True, it may not be next quarter, but when the markets understood that the underlying price of real estate was far less than the trading value of mortgages, they moved quickly. All institutional investors with significant holdings in fossil companies are at risk. Endowment fiduciaries should take notice.
To do that, we all need to discard some divestment myths.
The most glaring is the false notion that investors have to choose between their values and the bottom line.
Not so.
The new energy economy is full of sound investments that regularly outperform the market. They can be found in surprising places, across many regions, in all asset classes. They are found in infrastructure and energy efficiency, clean energy and technology, and sustainable agriculture and consumer products.
Conventional fund managers often trot out tired ideas about the “volatility” of clean-energy investments.
But little is risky about investing in a solar array or wind farm tied to a 20-year power- purchase agreement. Similarly, investment-grade climate bonds are available in every part of the economy—$164-billion in 2013 alone, according to the Climate Bonds Initiative, a nonprofit group.
Some critics of fossil-fuel divestment like to say that apartheid divestment was a less risky commitment because it was much smaller in scale. But that is not true.
At one point in the 1980s, between one-third and one-half of the companies in the S&P 500 did business in South Africa. Fossil-fuel energy companies make up 9 to 12 percent of the S&P 500.
Probably the worst fallacy that Harvard’s president, Drew Faust and others have been deceived by is the idea that those of us who use fossil fuels are as complicit as the coal, oil, and gas industries in perpetuating our dependence.
Continuing to drive your car is not on par with the systemic rigging of the system that fossil-fuel companies and their political supporters have wrought. That is like blaming the child born to a drug abuser for her own addiction.

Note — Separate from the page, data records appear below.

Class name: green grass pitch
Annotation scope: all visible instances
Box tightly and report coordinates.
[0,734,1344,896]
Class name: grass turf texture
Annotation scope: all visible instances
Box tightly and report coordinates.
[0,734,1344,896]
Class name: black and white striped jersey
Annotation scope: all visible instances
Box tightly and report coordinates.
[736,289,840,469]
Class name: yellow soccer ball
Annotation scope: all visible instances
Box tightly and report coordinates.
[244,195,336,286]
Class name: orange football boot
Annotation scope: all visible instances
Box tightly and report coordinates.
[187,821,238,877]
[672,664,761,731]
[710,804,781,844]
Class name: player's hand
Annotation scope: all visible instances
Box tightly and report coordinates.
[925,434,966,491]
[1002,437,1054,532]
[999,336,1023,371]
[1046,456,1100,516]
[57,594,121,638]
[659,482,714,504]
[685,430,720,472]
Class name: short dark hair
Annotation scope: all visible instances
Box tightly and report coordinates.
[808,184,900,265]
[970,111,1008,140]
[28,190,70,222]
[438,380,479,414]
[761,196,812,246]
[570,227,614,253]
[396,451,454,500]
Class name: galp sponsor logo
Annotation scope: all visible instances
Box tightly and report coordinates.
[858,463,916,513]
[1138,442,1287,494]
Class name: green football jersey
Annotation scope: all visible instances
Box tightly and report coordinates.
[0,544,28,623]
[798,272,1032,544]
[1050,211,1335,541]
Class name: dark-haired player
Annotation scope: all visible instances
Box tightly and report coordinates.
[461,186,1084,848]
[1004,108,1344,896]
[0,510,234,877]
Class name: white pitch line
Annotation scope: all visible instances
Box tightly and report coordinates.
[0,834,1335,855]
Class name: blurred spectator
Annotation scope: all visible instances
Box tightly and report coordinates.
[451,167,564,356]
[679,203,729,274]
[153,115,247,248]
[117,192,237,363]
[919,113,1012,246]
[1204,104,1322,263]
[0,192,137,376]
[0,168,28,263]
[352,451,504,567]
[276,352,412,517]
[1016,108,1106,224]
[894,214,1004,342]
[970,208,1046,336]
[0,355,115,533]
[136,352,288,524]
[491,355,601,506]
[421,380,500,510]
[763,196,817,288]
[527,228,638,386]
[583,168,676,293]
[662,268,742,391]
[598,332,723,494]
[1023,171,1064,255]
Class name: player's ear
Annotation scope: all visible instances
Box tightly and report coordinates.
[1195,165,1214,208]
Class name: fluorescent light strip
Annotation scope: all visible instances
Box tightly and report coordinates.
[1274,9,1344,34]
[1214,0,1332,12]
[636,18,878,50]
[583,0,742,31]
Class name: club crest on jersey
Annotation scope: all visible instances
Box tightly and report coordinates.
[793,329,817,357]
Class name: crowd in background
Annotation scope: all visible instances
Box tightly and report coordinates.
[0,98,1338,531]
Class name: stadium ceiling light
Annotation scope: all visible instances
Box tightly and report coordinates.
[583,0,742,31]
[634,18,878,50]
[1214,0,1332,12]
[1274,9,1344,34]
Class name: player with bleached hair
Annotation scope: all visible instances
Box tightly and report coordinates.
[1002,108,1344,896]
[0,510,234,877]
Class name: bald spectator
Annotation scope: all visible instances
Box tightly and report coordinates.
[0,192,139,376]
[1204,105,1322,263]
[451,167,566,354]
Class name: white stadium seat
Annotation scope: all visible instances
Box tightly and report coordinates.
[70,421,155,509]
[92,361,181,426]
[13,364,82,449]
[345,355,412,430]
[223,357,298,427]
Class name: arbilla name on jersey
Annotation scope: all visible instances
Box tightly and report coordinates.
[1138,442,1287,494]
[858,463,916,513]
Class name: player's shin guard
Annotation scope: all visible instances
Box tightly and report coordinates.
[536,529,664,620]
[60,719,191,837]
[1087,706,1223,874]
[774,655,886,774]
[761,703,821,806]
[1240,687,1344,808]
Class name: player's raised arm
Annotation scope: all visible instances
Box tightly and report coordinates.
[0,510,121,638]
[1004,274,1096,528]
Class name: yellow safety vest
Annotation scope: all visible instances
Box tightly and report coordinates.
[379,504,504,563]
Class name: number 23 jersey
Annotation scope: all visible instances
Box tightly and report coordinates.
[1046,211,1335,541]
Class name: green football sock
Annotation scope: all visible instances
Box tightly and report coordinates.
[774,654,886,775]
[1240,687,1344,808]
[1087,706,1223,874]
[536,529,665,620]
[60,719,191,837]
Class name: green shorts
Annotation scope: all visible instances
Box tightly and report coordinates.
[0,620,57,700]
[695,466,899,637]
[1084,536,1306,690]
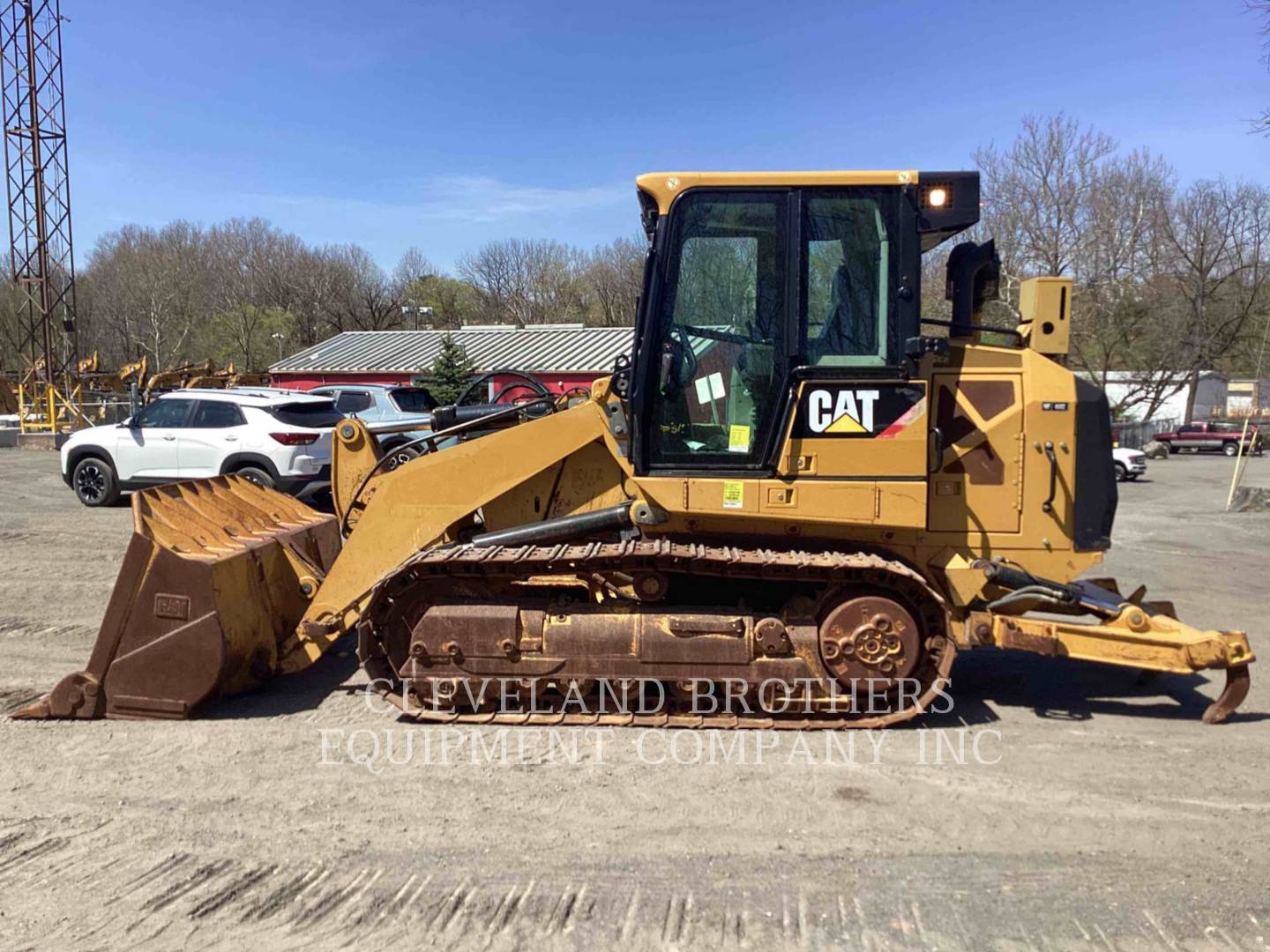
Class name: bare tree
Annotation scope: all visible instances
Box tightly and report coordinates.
[83,221,208,367]
[582,237,646,328]
[1163,180,1270,420]
[323,245,402,330]
[974,113,1115,290]
[459,239,583,326]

And though she does not outwardly say it, President Faust appears to think that divestment is a breach of the institution’s fiduciary duty.
But this straw man has been repeatedly knocked down by a host of authoritative voices, including those who shaped the Uniform Prudent Investor Act, which many states follow. It says: “There is no duty to maximize the return of individual investments but instead a duty to implement an overall investment strategy that is rational and appropriate to the fund.”

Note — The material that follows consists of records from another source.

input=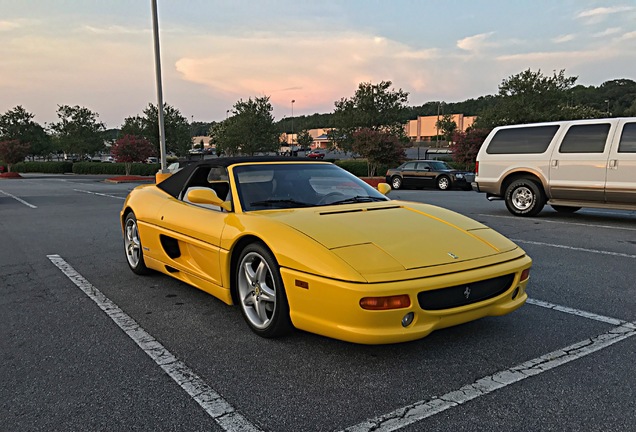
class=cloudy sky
[0,0,636,127]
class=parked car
[120,156,532,344]
[386,160,475,190]
[473,117,636,216]
[307,149,327,159]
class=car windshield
[429,161,452,171]
[233,163,389,211]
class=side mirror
[187,189,232,212]
[378,183,391,195]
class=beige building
[405,114,477,141]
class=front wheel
[236,243,292,338]
[504,179,545,216]
[124,212,150,275]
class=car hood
[260,201,517,274]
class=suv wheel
[504,178,545,216]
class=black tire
[124,212,151,275]
[435,176,452,190]
[504,178,545,216]
[235,243,293,338]
[391,176,402,189]
[552,205,581,213]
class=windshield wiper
[250,199,314,207]
[323,195,388,205]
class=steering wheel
[318,192,346,205]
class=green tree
[121,103,192,155]
[111,135,157,175]
[435,114,457,142]
[328,81,408,152]
[0,139,29,172]
[0,105,53,156]
[352,128,406,176]
[211,96,279,155]
[475,69,605,128]
[296,129,314,148]
[51,105,106,156]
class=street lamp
[190,115,194,150]
[292,99,296,142]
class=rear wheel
[504,178,545,216]
[124,212,150,275]
[435,176,450,190]
[391,176,402,189]
[236,243,292,338]
[552,205,581,213]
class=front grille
[417,273,515,310]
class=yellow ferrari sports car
[121,157,532,344]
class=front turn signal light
[519,268,530,282]
[360,294,411,310]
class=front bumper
[281,255,532,344]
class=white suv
[472,117,636,216]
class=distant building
[405,114,477,142]
[276,114,477,150]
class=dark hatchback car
[386,160,475,190]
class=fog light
[402,312,415,327]
[519,268,530,281]
[360,294,411,310]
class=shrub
[335,159,390,177]
[73,162,161,176]
[13,162,73,174]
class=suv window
[486,125,559,154]
[559,123,610,153]
[618,123,636,153]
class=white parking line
[47,255,261,432]
[73,189,126,200]
[345,299,636,432]
[477,213,636,231]
[345,323,636,432]
[526,298,627,326]
[510,238,636,259]
[0,190,38,208]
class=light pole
[190,115,194,149]
[150,0,170,183]
[289,99,296,156]
[435,102,442,148]
[292,99,296,143]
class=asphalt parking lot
[0,175,636,432]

It is time to modernize the definition of fiduciary duty for the 21st-century climate reality. It is not acceptable to invest in the fuel sources that are undercutting the vital earth systems on which humans depend.

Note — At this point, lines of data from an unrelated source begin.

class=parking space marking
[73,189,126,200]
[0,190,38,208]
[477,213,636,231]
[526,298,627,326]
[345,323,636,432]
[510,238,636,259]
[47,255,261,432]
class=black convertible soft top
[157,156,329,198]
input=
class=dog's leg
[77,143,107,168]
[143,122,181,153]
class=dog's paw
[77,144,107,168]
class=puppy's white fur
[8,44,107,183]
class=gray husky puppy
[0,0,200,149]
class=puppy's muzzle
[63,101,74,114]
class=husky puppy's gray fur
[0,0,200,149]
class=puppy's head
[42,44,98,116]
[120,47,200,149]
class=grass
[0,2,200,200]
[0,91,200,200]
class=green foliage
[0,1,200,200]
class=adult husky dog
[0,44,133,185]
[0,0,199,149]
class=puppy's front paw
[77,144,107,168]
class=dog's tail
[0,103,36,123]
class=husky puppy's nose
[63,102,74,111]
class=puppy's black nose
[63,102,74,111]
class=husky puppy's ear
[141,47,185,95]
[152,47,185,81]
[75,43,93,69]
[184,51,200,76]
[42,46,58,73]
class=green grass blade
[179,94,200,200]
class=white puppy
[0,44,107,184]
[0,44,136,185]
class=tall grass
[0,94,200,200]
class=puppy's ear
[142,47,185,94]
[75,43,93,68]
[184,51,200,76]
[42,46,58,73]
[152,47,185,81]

Philanthropies, as well as universities, have a fiduciary duty to promote current and future prosperity. It would be one thing if there was a choice between profits and values in this case. But there is not. And those that hide behind financial risk and underperformance just aren’t doing their homework.
I have divested my personal and foundation assets, and I am investing in companies that will form the new energy economy.
I am doing that because I want to apply what I learned at Harvard: I went to Harvard’s Business school when I was young (in my 30s) and to the John F. Kennedy School of Government in 2008, when I was “old” (in my 50s)—just when Drew Faust began her tenure as president. While I was at the Kennedy School, Dean David Ellwood promoted to all of us the idea that anyone involved in public service has to be thinking about “acting in time.”
Now is the time for philanthropy to direct its power toward creative investments scaled to meet the challenges of the global climate crisis.
Together we can use philanthropy’s resources, power, reputation, and credibility to support a broader movement to divest of damaging energy sources and invest in clean ones. The time to act is now.
Lisa Renstrom is a trustee of Bonwood Social Investment, a foundation that supports social-change efforts, especially groups working to curb global warming.